When students are dealing with contentious issues, it is especially important for them to find multiple credible resources. “You can’t just go with the first source you come across,” Whalen explains to his students. “Are you on the lookout for bias?” Finding a variety of viewpoints on a given situation?” As part of their education, his students are taught to be media critics, who call out professional news organisations when they only report one side of a storey.
Northampton students were able to produce a special report about an incident in a nearby community that involved a fight between two students who exchanged racial slurs. The students’ reporting skills were excellent. “Students’ reporting went deeper than other media sources,” Whalen explains, “and resulted in better understanding than a 15-second sound bite from a news broadcast.” Another incident involved a Latinx student who was expelled from school. Reports spread that he had been punished for donning gang colours while on duty. Student reporters conducted an in-home interview with the student, obtained an interview with the principal on the record, and covered a town hall meeting on racial profiling. “They assisted in defusing tensions that had arisen as a result of misinformation,” says Whalen, “and they ensured that all voices were heard.”
Students who remain in journalism programmes for several semesters gain the confidence to take on challenging assignments. Students were given recording equipment and challenged to create video blogs, also known as vlogs, about their quarantine experience when the school abruptly switched to remote learning in the spring. “They already had a sense of what was going on. They were aware of their target audience. According to him, they were “prepared for this,” and as a result, they produced a first draught of history written in the voices of young people.
LET STUDENTS LEAD
Students who enrol in journalism programmes will naturally be given opportunities to advance into leadership positions.

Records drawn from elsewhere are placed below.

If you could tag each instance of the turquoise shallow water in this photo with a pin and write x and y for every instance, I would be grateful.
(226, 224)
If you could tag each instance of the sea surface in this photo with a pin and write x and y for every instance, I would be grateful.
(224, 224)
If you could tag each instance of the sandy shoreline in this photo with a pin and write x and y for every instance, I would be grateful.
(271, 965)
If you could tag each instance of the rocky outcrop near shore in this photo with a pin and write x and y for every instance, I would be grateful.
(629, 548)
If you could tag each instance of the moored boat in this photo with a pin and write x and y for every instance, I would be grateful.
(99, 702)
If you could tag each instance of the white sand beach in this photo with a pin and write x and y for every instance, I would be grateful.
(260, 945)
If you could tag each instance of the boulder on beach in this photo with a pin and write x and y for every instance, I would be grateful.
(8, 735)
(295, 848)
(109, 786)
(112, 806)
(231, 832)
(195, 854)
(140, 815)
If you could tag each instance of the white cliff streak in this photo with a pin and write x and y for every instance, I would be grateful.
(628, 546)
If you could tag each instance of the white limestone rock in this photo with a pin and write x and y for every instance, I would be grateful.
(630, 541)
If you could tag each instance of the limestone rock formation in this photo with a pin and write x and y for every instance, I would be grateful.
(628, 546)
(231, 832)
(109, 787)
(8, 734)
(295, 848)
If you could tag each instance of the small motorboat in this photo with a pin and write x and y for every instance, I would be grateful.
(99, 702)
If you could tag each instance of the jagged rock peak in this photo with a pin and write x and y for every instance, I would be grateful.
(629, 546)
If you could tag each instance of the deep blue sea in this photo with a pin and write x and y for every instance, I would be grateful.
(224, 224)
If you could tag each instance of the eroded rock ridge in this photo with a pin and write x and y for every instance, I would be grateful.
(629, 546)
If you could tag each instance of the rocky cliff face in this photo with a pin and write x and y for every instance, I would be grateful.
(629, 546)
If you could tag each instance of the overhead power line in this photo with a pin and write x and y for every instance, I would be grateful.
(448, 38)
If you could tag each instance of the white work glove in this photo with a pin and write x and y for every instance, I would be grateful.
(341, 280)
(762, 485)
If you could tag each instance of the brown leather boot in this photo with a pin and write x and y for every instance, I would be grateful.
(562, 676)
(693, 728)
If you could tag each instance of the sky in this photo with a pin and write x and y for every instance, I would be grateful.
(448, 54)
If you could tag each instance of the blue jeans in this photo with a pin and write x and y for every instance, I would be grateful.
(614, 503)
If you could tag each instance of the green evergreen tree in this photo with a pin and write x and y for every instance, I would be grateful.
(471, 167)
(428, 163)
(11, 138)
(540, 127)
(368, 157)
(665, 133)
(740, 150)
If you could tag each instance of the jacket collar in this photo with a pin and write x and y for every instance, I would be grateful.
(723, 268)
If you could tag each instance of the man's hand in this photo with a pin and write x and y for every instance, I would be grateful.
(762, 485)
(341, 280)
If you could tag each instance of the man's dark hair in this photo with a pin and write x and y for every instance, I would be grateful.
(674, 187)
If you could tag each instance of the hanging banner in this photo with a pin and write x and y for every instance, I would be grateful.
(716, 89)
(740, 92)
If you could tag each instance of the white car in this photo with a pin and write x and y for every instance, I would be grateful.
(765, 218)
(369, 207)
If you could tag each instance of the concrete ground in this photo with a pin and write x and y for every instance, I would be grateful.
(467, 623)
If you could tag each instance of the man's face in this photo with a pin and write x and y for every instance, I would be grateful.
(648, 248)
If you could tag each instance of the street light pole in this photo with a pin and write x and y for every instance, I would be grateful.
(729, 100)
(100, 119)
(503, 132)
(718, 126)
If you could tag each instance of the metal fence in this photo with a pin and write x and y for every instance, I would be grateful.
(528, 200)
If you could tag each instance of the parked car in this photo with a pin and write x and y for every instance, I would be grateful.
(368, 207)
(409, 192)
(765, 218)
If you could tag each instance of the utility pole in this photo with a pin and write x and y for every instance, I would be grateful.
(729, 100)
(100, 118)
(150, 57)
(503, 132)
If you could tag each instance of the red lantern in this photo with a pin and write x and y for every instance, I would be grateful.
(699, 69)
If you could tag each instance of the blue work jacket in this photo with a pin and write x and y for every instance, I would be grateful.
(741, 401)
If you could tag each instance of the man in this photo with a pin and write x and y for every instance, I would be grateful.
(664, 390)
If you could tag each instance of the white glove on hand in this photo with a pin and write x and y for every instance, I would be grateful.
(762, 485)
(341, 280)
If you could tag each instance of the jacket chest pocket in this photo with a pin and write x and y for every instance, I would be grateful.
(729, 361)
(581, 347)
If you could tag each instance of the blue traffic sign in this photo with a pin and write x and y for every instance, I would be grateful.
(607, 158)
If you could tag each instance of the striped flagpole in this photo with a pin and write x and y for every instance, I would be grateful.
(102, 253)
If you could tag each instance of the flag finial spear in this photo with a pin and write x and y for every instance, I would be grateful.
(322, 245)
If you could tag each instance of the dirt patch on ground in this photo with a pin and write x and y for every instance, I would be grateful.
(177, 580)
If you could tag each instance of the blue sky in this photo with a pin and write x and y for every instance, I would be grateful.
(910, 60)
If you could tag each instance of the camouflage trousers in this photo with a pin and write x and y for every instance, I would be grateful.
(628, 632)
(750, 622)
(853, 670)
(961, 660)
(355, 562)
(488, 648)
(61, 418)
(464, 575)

Whalen gradually relinquishes control of the course to the students. They run staff meetings, assign storey assignments, and edit each other’s work in a collaborative environment. It was a student-led decision to continue publishing in the spring semester, when school was taking place entirely online. “They believe they have a responsibility to spread the word,” he says, “and to do so effectively.”
Spring term is traditionally the time of year when new editors begin their duties at Palo Alto High School. Kandell approached the new Verde magazine staff and asked if they were interested in putting out a print publication despite the difficulties of working remotely. They didn’t waste any time. Early in June, a 48-page edition of Verde was delivered to each and every student’s door.
‘As teachers, we are always talking about meeting students where they are,’ Kandell reflects on the subject. “There has never been a time when that was more important than right now. It will be in doing projects that allow students to express themselves that the magic will occur.